We observed some RNA-seq coverage in regions outside annotated genes - let's called them intergenic. This expression appears to be more pronounced, or unique, to a particular condition.
Find those genomic regions that have higher coverage than expected by random noise alone, along with a read count value (expression). We are looking to identify those regions with high resolution, but rather a broad overview to:
test whether or not there is a trend for more intergenic expression in some conditions;
intersect those expressed intergenic regions with other relevant genomic features.
Paired-end, total RNA-seq, Vertebrate species, not human.
- divide the genome in windows (size?)
- count reads per window
- remove regions containing genes +/- 5kb
- set background: randomly select X regions (1000) with 100 permutations to find distribution of background. Define cut-off as mean (or median + 2*SD).
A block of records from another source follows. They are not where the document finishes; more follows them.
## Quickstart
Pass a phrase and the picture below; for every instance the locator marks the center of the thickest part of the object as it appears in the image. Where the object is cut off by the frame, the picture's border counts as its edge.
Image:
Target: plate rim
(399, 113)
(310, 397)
- Use cut-off to select intergenic regions with high expression. Merge those within 1kb.
B, fancier following a histone mark-style approach:
csawto calculate coverage using sliding-window (size?)
- remove bins containing genes +/- 5kb
- median coverage across those bins used to filter "expressed regions" (I could also use a permutation approach here)
- Does any of the above options sound reasonable for what I trying to accomplish?
- Is there some detail missing?
For the window sizes I was thinking about using the average size of exons, since using the size of transcripts could lead to really large windows. Also, if the expression is "transcript-like", short exons - variable length intron - it could lead to large discrepancies in the average coverage and some regions might be missed.